Des décennies plus tard, il ne connaît toujours pas la réponse… Parmi ses échecs : son impossibilité à confondre Sully, qu’il soupçonne entre autres d’avoir volé les sabots de Denver de la police. Mais l’échec principal à ses yeux reste la perte de Becka et sa quête infructueuse de son rival, rival qu’il ne peut identifier que grâce à un faible indice : une télécommande de garage retrouvée dans sa voiture et qui ne lui appartient pas, télécommande qu’il actionne de façon compulsive tout au long du roman, dans l’espoir de confondre l’inconnu. Aux yeux du lecteur, son échec fondamental est l’impossibilité à s’aimer. Proches de Douglas Raymer : Charice, policière noire à la langue bien pendue, et son frère jumeau l’élégant Jérôme, lui aussi policier mais dans la ville voisine.

Richard Russo excelle à dépeindre toute cette galerie de «gens ordinaires», pour reprendre l’expression anglo-saxonne ''ordinary people'' : Ruth, partagée entre son mari le bon Zack - brocanteur obèse - et Sunny, l’amant avec lequel il ne se passe plus rien, Rub et son épouse Bootsie, Gus Moynihan l’universitaire devenu maire de North Bath qui a cru - à tort - pouvoir arracher la ville à son destin, comme il s'est convaincu qu’il pourrait arracher à sa folie son épouse Alice ; le très nul Carl Roebuck, fils d’un entrepreneur aisé, promoteur immobilier calamiteux, ami de Sully, qui échoue dans tout ce qu’il entreprend. Dans cet univers bariolé d’attachants médiocres, passent de vrais méchants ; au premier rang d’entre eux, Roy, le gendre de Ruth et Zack.
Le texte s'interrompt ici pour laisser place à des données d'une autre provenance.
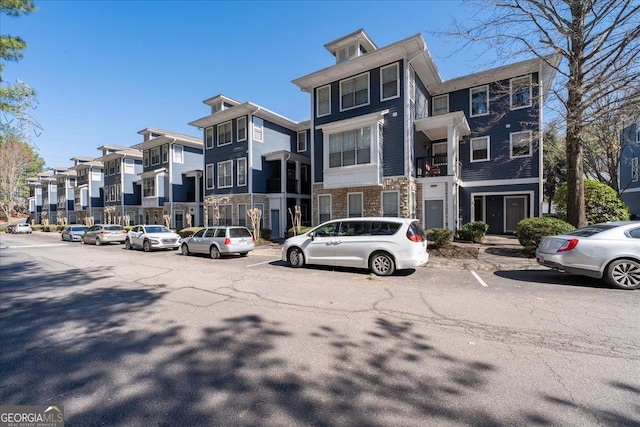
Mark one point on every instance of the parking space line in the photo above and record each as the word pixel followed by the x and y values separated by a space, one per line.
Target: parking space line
pixel 263 262
pixel 34 246
pixel 482 282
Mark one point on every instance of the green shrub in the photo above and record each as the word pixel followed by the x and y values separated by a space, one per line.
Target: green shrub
pixel 189 231
pixel 473 231
pixel 303 230
pixel 439 237
pixel 265 234
pixel 601 201
pixel 531 230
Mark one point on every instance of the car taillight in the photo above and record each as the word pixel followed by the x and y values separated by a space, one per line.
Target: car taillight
pixel 568 245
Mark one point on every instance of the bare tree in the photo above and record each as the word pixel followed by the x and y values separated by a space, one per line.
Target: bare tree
pixel 15 156
pixel 599 43
pixel 604 148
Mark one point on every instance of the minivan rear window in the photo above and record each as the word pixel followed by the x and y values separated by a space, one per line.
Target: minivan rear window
pixel 239 232
pixel 591 230
pixel 384 228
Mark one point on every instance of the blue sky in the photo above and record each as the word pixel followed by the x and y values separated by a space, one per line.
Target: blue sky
pixel 103 70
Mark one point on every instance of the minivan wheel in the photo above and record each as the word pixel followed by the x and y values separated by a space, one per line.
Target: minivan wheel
pixel 624 274
pixel 214 252
pixel 295 257
pixel 381 263
pixel 185 249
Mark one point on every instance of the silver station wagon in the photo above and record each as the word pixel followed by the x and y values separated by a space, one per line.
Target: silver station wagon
pixel 383 245
pixel 217 241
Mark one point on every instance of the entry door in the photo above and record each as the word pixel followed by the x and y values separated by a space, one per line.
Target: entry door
pixel 514 211
pixel 275 222
pixel 434 213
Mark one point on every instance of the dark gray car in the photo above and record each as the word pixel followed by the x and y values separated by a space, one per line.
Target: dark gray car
pixel 101 234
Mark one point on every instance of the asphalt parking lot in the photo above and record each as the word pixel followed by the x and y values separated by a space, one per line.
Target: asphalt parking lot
pixel 131 338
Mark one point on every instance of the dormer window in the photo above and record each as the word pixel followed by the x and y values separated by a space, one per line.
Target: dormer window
pixel 347 52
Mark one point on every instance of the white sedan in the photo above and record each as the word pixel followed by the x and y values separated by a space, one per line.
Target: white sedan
pixel 609 250
pixel 149 237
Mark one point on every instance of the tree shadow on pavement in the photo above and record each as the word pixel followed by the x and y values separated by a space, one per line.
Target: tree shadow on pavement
pixel 552 277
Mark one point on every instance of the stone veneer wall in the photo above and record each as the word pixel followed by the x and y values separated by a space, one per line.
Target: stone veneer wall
pixel 371 196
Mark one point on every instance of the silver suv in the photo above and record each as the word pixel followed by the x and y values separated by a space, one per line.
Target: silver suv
pixel 217 241
pixel 382 245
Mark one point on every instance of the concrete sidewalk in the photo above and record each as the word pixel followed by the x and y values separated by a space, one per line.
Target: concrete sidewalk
pixel 494 253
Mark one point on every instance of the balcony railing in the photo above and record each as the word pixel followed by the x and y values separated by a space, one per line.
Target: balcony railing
pixel 274 185
pixel 432 165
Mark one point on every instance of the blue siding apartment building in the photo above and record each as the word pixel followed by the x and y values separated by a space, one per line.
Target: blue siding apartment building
pixel 88 192
pixel 121 188
pixel 630 168
pixel 171 178
pixel 389 137
pixel 254 159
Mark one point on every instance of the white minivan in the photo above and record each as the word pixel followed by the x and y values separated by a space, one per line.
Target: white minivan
pixel 382 245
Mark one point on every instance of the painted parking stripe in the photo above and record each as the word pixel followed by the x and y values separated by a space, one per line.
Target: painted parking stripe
pixel 479 279
pixel 263 262
pixel 34 246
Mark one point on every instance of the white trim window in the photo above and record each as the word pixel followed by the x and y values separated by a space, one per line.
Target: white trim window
pixel 178 153
pixel 480 149
pixel 389 82
pixel 355 205
pixel 391 203
pixel 324 208
pixel 520 90
pixel 224 133
pixel 521 144
pixel 354 92
pixel 155 156
pixel 241 168
pixel 479 101
pixel 209 176
pixel 302 141
pixel 149 187
pixel 225 174
pixel 165 153
pixel 242 214
pixel 129 166
pixel 440 104
pixel 348 148
pixel 241 122
pixel 258 129
pixel 208 137
pixel 323 101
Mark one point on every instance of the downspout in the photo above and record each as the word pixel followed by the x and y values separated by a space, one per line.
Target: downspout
pixel 250 155
pixel 170 159
pixel 124 156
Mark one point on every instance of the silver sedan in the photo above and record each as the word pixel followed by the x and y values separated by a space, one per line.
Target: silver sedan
pixel 608 250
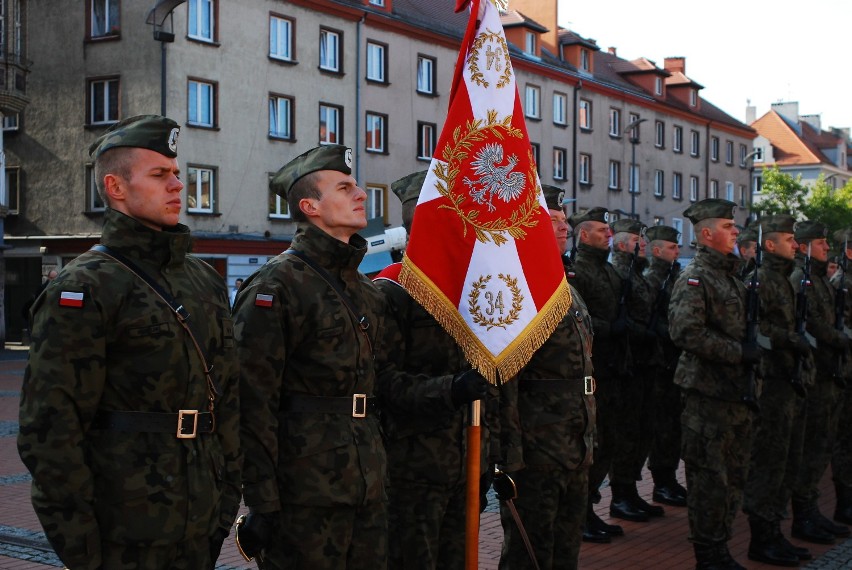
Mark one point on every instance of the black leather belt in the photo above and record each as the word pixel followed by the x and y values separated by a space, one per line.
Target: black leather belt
pixel 356 405
pixel 585 385
pixel 185 424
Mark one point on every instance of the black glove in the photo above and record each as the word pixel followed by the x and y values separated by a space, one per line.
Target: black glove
pixel 467 387
pixel 751 353
pixel 254 532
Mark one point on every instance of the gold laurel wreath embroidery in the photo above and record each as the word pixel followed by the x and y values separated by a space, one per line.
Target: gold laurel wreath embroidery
pixel 473 60
pixel 491 322
pixel 454 155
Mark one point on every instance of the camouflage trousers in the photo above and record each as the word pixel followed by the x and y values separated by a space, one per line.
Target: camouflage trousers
pixel 823 407
pixel 426 527
pixel 717 442
pixel 552 506
pixel 777 453
pixel 355 538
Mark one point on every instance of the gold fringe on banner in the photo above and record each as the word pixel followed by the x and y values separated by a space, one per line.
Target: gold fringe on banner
pixel 514 357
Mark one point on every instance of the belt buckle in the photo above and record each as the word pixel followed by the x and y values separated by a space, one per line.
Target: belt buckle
pixel 184 414
pixel 359 401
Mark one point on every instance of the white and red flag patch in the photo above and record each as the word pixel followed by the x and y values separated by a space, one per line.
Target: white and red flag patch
pixel 482 257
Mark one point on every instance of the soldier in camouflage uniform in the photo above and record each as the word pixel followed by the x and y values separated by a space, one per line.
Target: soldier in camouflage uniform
pixel 634 408
pixel 548 419
pixel 775 462
pixel 825 395
pixel 707 321
pixel 133 449
pixel 600 286
pixel 666 407
pixel 425 419
pixel 314 476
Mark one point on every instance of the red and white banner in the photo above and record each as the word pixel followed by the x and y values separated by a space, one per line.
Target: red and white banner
pixel 482 257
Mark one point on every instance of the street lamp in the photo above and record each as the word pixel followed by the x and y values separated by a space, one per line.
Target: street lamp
pixel 634 139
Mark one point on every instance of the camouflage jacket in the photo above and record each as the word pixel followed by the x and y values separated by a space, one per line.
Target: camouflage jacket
pixel 707 321
pixel 600 287
pixel 123 350
pixel 545 417
pixel 424 432
pixel 297 339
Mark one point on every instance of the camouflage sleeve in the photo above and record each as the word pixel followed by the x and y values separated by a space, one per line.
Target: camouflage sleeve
pixel 62 388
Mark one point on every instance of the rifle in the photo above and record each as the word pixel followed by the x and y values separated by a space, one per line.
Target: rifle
pixel 802 322
pixel 753 323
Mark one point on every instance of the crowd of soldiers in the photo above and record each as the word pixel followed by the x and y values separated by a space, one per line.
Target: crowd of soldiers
pixel 335 406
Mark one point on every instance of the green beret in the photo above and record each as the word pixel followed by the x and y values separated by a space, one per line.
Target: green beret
pixel 781 223
pixel 628 225
pixel 808 230
pixel 710 208
pixel 662 233
pixel 326 157
pixel 596 214
pixel 153 132
pixel 408 187
pixel 553 196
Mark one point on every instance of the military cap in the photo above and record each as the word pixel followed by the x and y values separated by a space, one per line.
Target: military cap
pixel 408 187
pixel 628 225
pixel 710 208
pixel 325 157
pixel 809 229
pixel 596 214
pixel 553 196
pixel 663 233
pixel 153 132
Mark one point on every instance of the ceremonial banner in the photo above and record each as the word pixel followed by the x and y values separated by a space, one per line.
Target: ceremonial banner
pixel 482 257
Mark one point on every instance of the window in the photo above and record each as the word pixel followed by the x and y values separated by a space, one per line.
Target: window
pixel 532 101
pixel 559 155
pixel 560 109
pixel 377 62
pixel 329 50
pixel 585 116
pixel 659 183
pixel 585 169
pixel 330 124
pixel 103 101
pixel 425 74
pixel 201 20
pixel 202 103
pixel 614 175
pixel 280 38
pixel 425 140
pixel 104 19
pixel 376 132
pixel 200 190
pixel 614 122
pixel 281 117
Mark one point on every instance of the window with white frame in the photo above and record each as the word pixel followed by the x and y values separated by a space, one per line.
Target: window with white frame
pixel 376 135
pixel 280 117
pixel 200 190
pixel 425 74
pixel 201 104
pixel 425 140
pixel 201 20
pixel 559 155
pixel 532 101
pixel 103 101
pixel 330 124
pixel 280 38
pixel 329 50
pixel 377 62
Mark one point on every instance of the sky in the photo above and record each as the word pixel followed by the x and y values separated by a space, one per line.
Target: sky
pixel 740 51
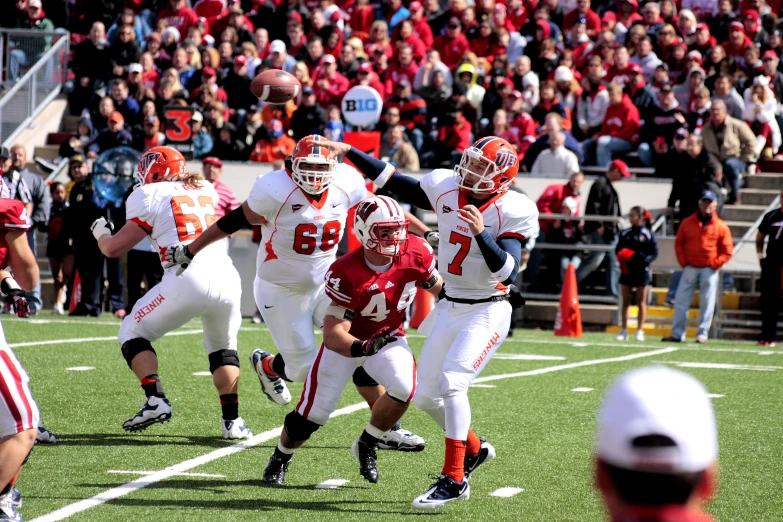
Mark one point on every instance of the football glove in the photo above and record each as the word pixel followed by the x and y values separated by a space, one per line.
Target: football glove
pixel 178 255
pixel 515 298
pixel 100 227
pixel 372 345
pixel 432 238
pixel 14 297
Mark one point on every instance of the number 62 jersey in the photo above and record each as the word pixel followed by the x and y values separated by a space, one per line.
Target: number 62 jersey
pixel 300 237
pixel 173 214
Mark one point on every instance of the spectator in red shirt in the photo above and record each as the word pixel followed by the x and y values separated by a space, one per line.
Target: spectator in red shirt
pixel 403 68
pixel 620 131
pixel 178 15
pixel 582 10
pixel 451 45
pixel 404 35
pixel 738 41
pixel 329 85
pixel 420 26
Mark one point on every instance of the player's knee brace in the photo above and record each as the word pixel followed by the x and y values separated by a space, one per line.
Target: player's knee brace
pixel 134 347
pixel 361 378
pixel 299 428
pixel 222 358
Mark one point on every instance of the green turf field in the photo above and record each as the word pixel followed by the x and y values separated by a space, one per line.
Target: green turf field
pixel 526 406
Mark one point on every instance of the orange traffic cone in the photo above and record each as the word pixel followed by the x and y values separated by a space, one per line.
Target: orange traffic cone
pixel 422 306
pixel 76 293
pixel 569 319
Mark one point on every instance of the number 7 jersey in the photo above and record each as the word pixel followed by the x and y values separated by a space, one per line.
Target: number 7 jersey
pixel 173 214
pixel 300 237
pixel 460 261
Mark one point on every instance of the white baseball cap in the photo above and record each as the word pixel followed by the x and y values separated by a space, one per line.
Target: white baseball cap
pixel 657 400
pixel 277 46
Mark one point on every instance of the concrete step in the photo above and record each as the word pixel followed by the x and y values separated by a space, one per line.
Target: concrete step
pixel 546 311
pixel 758 196
pixel 69 123
pixel 744 212
pixel 764 181
pixel 738 228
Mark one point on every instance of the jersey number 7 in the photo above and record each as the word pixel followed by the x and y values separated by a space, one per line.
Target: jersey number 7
pixel 192 218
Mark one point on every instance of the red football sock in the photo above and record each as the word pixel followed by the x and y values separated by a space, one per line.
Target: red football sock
pixel 473 445
pixel 454 466
pixel 266 364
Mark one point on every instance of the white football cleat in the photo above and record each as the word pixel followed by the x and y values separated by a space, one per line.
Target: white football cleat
pixel 401 439
pixel 156 409
pixel 274 387
pixel 235 429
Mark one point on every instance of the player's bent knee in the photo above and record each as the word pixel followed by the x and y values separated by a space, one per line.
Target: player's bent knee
pixel 222 358
pixel 453 383
pixel 362 379
pixel 299 428
pixel 133 347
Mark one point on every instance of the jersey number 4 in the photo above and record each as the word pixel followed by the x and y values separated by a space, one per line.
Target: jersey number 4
pixel 306 237
pixel 455 267
pixel 192 217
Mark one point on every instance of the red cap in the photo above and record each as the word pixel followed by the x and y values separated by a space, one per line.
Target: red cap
pixel 622 167
pixel 212 160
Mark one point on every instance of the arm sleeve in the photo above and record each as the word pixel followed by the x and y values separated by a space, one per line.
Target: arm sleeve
pixel 385 176
pixel 138 209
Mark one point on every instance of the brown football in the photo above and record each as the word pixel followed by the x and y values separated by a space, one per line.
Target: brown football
pixel 275 86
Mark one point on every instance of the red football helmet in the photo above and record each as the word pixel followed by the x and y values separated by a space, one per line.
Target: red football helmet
pixel 378 214
pixel 312 167
pixel 158 163
pixel 487 167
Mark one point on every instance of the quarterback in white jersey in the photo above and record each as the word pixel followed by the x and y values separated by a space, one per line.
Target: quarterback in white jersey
pixel 302 210
pixel 482 227
pixel 174 208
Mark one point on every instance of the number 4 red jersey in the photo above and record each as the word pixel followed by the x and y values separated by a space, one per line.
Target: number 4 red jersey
pixel 379 299
pixel 13 216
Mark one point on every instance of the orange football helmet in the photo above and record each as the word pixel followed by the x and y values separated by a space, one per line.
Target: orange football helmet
pixel 312 167
pixel 158 163
pixel 488 166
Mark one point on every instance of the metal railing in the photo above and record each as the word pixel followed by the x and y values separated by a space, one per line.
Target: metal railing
pixel 44 75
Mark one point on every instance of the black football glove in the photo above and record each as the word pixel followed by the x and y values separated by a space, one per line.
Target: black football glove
pixel 372 345
pixel 14 297
pixel 515 297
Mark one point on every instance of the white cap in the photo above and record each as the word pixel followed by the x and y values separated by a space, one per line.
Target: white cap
pixel 277 46
pixel 563 74
pixel 571 203
pixel 657 400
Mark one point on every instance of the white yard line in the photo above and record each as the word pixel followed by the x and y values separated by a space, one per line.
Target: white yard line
pixel 130 487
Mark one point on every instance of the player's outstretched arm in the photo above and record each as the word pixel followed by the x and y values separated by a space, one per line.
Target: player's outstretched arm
pixel 119 243
pixel 338 339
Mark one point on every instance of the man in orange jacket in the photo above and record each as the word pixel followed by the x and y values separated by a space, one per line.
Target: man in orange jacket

Le roman s’ouvre sur une scène d’anthologie : l’enterrement d’un vieux juge et le discours fleuve et insipide d’un célébrant inconnu de tous, dans le cimetière de la ville ; cimetière installé dans un terrain fragile ce qui a pour conséquence en cas d’intempérie que les cercueils glissent avec le reste du terrain : les morts reprennent leurs droits… Six-cent pages plus tard, chacun aura trouvé sa place, son destin ; littérature (Dickens et souvenirs de miss Beryl) et cinéma (la rayonnante Audrey Hepburn de Charade) les y auront aidés, et le roman, sorte de ''Comédie humaine'' en somme , sonne comme un hymne à l’optimisme américain.